Sub Rosa – 26th November 2021
Christopher Nosnibor
In the scheme of Ghédalia Tazartès singular career, which saw him featured more prominently in dance, theatre, and cinema than on record – a career spanning back to the mid-late 70s yielded just thirteen albums – this release is significant in several ways, not least of all in that it contains probably his final recordings prior to his death in February 2021 at the age of 73. It follows his last album release, Superdisque, which was released a full decade ago, in 2021. It also documents a collaboration that almost never happened.

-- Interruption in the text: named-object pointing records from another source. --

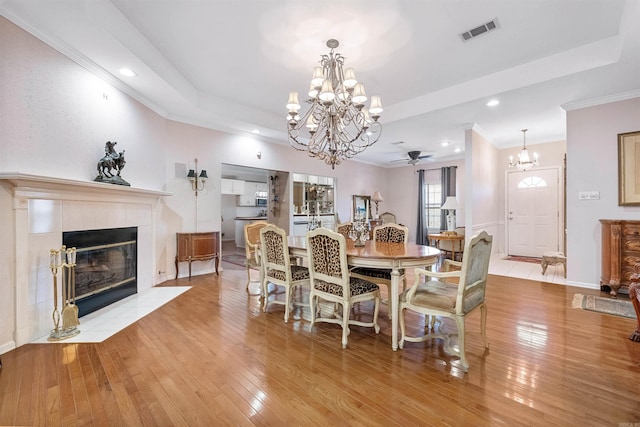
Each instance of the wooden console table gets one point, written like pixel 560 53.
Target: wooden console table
pixel 455 239
pixel 197 247
pixel 620 252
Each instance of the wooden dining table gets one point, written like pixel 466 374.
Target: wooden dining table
pixel 382 255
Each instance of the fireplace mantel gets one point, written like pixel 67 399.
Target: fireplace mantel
pixel 46 207
pixel 31 186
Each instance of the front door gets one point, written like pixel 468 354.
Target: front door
pixel 533 212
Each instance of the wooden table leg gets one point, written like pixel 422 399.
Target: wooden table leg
pixel 634 294
pixel 393 306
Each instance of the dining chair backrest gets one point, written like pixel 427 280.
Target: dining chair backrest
pixel 391 232
pixel 474 271
pixel 345 229
pixel 388 217
pixel 252 238
pixel 327 258
pixel 275 253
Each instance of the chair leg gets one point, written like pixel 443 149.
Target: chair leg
pixel 313 302
pixel 287 303
pixel 463 357
pixel 248 277
pixel 376 308
pixel 402 328
pixel 345 324
pixel 265 293
pixel 483 324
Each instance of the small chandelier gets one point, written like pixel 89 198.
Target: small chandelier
pixel 524 161
pixel 338 125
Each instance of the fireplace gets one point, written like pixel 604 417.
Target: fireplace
pixel 106 266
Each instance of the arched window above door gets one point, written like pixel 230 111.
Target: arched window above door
pixel 532 182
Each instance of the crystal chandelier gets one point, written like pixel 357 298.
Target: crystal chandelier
pixel 337 125
pixel 524 161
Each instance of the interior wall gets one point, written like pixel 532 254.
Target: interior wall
pixel 592 165
pixel 481 160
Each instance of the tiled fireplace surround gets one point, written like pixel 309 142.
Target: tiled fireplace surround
pixel 46 207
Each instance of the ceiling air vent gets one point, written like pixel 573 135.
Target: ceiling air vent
pixel 475 32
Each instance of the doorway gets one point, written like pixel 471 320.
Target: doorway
pixel 533 212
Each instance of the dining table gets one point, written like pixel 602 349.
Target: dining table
pixel 381 255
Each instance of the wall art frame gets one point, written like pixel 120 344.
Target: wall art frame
pixel 629 169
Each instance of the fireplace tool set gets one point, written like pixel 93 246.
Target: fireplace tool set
pixel 65 260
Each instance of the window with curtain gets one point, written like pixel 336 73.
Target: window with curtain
pixel 433 199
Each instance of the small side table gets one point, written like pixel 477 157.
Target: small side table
pixel 455 239
pixel 554 258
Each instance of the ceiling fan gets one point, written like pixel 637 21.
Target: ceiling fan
pixel 414 157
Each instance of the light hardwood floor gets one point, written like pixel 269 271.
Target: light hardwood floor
pixel 212 357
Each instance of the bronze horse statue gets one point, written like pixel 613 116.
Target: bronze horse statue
pixel 112 160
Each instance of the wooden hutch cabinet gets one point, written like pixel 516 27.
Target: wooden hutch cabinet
pixel 620 252
pixel 197 247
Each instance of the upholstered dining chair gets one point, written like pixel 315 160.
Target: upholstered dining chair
pixel 433 294
pixel 388 217
pixel 278 269
pixel 331 281
pixel 451 246
pixel 344 229
pixel 384 233
pixel 251 245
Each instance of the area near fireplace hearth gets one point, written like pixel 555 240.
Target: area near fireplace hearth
pixel 44 208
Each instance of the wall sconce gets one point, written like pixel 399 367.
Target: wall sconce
pixel 197 181
pixel 377 198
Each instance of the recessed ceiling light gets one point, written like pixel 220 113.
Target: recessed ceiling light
pixel 127 72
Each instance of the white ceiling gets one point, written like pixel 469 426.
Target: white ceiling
pixel 229 65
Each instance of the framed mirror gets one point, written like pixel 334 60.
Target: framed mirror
pixel 361 207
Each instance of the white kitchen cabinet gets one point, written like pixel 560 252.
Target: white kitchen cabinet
pixel 300 229
pixel 328 221
pixel 231 186
pixel 248 197
pixel 298 177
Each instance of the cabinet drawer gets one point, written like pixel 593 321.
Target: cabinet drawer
pixel 631 230
pixel 631 245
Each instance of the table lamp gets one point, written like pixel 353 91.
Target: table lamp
pixel 450 204
pixel 377 198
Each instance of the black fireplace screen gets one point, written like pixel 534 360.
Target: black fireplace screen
pixel 106 266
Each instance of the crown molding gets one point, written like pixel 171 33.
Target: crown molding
pixel 585 103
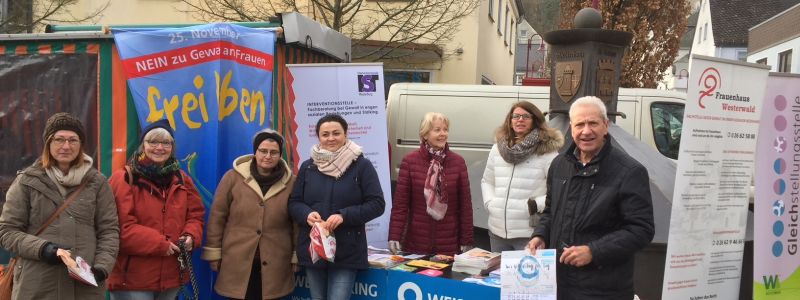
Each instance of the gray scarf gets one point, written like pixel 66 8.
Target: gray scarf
pixel 521 150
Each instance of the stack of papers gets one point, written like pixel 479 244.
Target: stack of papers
pixel 476 261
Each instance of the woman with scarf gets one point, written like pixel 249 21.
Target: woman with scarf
pixel 87 227
pixel 432 206
pixel 514 182
pixel 159 208
pixel 338 188
pixel 249 239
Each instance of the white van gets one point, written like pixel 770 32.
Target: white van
pixel 476 111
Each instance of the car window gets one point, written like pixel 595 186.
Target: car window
pixel 667 125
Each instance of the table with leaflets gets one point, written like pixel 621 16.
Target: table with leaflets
pixel 376 283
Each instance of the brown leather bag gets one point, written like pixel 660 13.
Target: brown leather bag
pixel 7 273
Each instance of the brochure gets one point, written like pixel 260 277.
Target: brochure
pixel 78 268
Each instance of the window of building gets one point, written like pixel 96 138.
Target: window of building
pixel 491 10
pixel 505 22
pixel 785 61
pixel 511 37
pixel 499 17
pixel 397 76
pixel 667 124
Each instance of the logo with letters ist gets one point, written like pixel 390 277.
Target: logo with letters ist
pixel 367 83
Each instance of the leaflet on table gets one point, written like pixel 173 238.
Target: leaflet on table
pixel 528 277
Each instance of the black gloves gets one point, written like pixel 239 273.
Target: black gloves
pixel 48 253
pixel 99 275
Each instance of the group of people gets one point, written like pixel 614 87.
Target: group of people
pixel 593 200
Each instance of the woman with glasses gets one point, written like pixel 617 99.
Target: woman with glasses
pixel 87 227
pixel 432 206
pixel 159 210
pixel 514 181
pixel 250 235
pixel 338 188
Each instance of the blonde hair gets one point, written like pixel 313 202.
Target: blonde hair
pixel 158 134
pixel 426 125
pixel 48 160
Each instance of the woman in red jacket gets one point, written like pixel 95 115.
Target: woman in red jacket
pixel 159 207
pixel 432 207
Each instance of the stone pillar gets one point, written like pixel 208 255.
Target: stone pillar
pixel 586 62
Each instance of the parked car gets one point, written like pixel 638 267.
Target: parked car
pixel 653 116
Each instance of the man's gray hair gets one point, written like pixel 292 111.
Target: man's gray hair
pixel 587 101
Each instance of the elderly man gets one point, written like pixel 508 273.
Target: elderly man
pixel 598 213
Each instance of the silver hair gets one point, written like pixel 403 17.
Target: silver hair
pixel 589 101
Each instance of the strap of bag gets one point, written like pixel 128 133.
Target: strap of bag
pixel 71 198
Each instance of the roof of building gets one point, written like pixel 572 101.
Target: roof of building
pixel 732 19
pixel 688 37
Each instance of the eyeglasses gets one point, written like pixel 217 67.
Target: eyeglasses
pixel 273 153
pixel 59 141
pixel 165 144
pixel 521 116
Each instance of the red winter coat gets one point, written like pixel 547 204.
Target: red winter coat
pixel 410 224
pixel 147 222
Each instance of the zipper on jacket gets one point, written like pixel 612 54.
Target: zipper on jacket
pixel 505 208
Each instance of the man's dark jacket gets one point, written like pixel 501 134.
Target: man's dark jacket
pixel 605 205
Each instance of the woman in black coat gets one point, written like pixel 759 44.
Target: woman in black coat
pixel 339 188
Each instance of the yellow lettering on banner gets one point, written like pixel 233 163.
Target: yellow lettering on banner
pixel 243 104
pixel 257 101
pixel 226 108
pixel 153 94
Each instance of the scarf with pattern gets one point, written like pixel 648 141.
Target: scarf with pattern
pixel 434 190
pixel 520 151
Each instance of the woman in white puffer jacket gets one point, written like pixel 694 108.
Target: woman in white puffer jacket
pixel 516 171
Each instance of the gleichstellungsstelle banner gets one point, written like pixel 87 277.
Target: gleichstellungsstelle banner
pixel 712 182
pixel 213 83
pixel 776 263
pixel 354 91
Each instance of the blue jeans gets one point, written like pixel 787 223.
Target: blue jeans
pixel 331 283
pixel 168 294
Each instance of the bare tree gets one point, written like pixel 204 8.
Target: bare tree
pixel 386 26
pixel 657 27
pixel 20 16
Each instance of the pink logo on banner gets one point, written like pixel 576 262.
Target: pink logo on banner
pixel 711 80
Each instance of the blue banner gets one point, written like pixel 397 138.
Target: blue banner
pixel 214 84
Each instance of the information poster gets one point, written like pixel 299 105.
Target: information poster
pixel 355 92
pixel 528 277
pixel 715 166
pixel 776 263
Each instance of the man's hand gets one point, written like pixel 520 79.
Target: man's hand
pixel 312 218
pixel 578 256
pixel 536 243
pixel 334 221
pixel 214 265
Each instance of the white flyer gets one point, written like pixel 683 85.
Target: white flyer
pixel 528 277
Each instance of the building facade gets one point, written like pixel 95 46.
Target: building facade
pixel 776 42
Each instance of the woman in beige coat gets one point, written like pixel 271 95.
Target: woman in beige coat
pixel 249 233
pixel 88 227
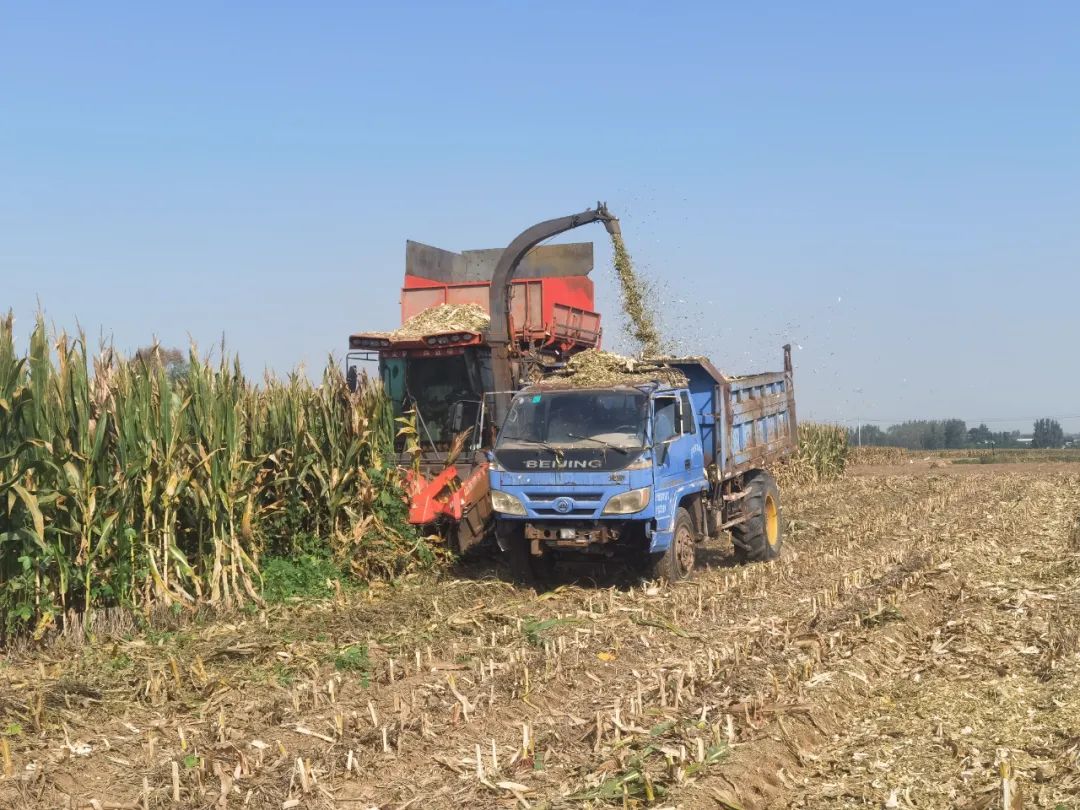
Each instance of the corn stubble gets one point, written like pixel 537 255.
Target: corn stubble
pixel 120 486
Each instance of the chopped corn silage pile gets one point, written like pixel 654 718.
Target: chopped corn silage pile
pixel 597 368
pixel 442 319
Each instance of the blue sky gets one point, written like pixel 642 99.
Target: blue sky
pixel 894 189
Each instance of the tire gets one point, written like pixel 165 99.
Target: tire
pixel 761 537
pixel 525 567
pixel 676 563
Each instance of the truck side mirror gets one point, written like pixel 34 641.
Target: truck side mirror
pixel 457 416
pixel 661 451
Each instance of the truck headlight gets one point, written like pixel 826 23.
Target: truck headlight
pixel 507 503
pixel 626 503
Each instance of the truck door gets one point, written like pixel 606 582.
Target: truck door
pixel 674 441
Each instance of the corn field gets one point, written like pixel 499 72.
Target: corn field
pixel 822 455
pixel 120 486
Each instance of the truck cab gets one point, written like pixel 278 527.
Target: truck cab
pixel 597 470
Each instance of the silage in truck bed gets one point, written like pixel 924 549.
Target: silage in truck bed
pixel 442 319
pixel 597 368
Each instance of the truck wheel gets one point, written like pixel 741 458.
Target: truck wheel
pixel 760 537
pixel 677 562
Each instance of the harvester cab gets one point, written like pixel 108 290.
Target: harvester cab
pixel 475 326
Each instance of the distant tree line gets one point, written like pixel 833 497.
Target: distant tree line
pixel 940 434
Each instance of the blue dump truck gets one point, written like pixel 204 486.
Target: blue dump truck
pixel 643 467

As the story goes, ‘Tazartès and Chatham had met once in 1977 at CBGC’s and had not seen each other since then when they were asked by their mutual agent to play a private show in Paris. This happened in September 2018 in a house with a garden where sax player Steve Lacy had lived back in the 1990s. This album presents the recording of this show plus another show at La semaine du bizarre festival in Montreuil, France a year later, mixed with a couple of studio sessions.’
Their coming together yields something – and I’ve struggled to find a word that comes anywhere near describing what others have simply classed as ‘indescribable’ and ‘unclassifiable’ – most otherly. Tazartès singing is, in itself not only unique as a style, but also as an experience. It’s less about what it conveys as such, and more about how it touches you. It’s certainly not singing in the conventional sense; and yet, it is very much musical, rather than mere vocalisation. Tazartès sings from different parts of the body, and his voice tremors and quivers, trills, gargles, and ululates.
On the four parts (or ‘actes’) of the ‘Jardin de Simone’ performance, Chatham’s sparse, minimal backings provide a shimmering backdrop that ripples and glimmers softly. On ‘Acte 1’, it’s chiming notes, picked, on a clean electric guitar, while on ‘Acte 2’, it’s wavering woodwind which accompanies Ghédalia’s soft croon. Scraping strings create a dolorous discord alongside a wailing, weeping, skittish vocal performance on ‘Acte 3’ while the fourth and final piece floats into the atmosphere in amorphous waves if sound.
The three parts which make up the ‘Semaine du bizarre’ set are quite different, with Chatham’s backing on the ten-minute ‘Acte 1’ being denser, the electric guitar rattling and with strains of feedback filtering through the stuttering notes. The stutters are not of hesitation, but of tightly-reined tension, and over time the form evolves into an elongated tapering drone. The vocal adopts an almost falsetto-range droning quality, at times shifting to a guttural throb, at others, an open-throated note sustained on, and on. Woodwind drapes and twists around like fingers of mist. In combination, it feels mystical, in an impenetrable, occult way. Overall, this set is more drone-orientated, Tazartès’ vocals venturing more toward the lower register, the growlier, the more atonal. And yet, in places, he soars almost operatically, albeit descending like a punctured bellows after, while the instrumentation wheezes out, fatigued.
The vinyl finds a performance on each side, while the digital version features a bonus cut, appropriately entitled ‘Encore’. This, too, is quite drone-orientated, with the addition of a certain hint of an Eastern twang.
As a whole, Two Men In A Boat feels like a meditative work, and one which exists out of any kind of context, real or imposed. Without any constraints in terms of structure, culture, time, place, or even meaning – explicit or implied – the performers can be found revelling in the freedom of musical explorations. These are songs of the soul, and Two Men In A Boat is a unique document.